In this article, we will have a closer look at how the retirement funds of people were impacted by increasing volatility in the financial markets.
The pandemic started with a 50% reduction in the valuation of most asset classes. Hence, there was a great deal of fear amongst the retirees as they saw the value of their retirement portfolios plunge with very little recourse at hand.
However, since the problem was affecting the entire world, governments started reducing interest rates in order to prop up the financial markets. The end result was that the next couple of years saw a huge increase in the valuation of financial assets. Therefore, what started as a decline in portfolio values ended up being a record increase in the value of the portfolio assets. Only people who ended up withdrawing money at lower valuations suffered losses.
Annuities sellers offer to pay the pensioners a fixed sum of money at the end of every month. Now, since governments all over the world reduced interest rates, this had a direct impact on the pension funds. This is because pension funds had to pay a higher interest rate per month on their annuities based on their contracts. However, they were not able to generate sufficient income because of the falling yields.

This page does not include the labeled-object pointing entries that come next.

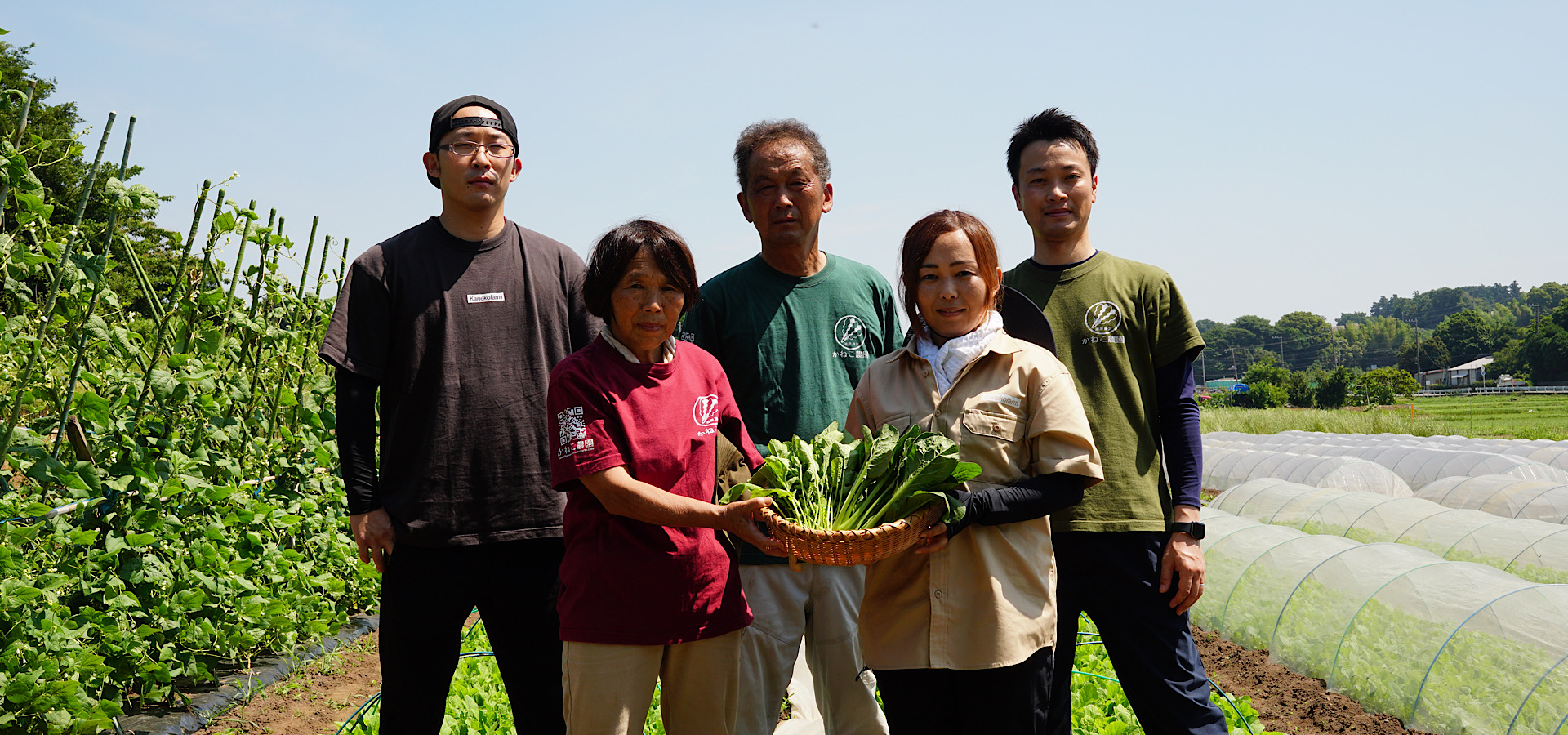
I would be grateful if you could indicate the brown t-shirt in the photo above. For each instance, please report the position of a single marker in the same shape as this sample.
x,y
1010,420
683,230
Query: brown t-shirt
x,y
461,339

Pay cuts were common in most parts of the world. Since people were afraid that they were likely to lose their jobs and their incomes were also following, they did not want to invest their money in any scheme where it would be locked up for a long period of time. The end result was that the contributions being made to pension schemes across the world became drastically lower than the previous years.
Pension funds can therefore invest them over the long term without having to worry about liquidity issues. However, during the pandemic, many people lost their jobs. Hence, they wanted to tap the savings present in their pension funds in order to survive. Governments in many parts of the world allowed early withdrawals of pensions. These early withdrawals lead to some temporary liquidity issues.
The period immediately preceding the coronavirus pandemic witnessed an economic boom. This is the reason that a lot of investors had aggressive open positions in the market. However, as the pandemic began, uncertainty rose through the roof. The result was that there was an immediate flight to safety.
Investors all over the world started changing their portfolio allocations. Money invested in debt instruments was drastically increased. However, this only ended up crystallizing the losses for investors. Investors who had opted out of equity got lower returns in long run due to the bull market which immediately followed the pandemic.
Hence, it can be said that the working of pension funds was deeply impacted by the coronavirus pandemic and the financial events which followed it. Even though there is no way of predicting a pandemic, the covid crisis has taught pension funds that they should have risk mitigation mechanisms in place.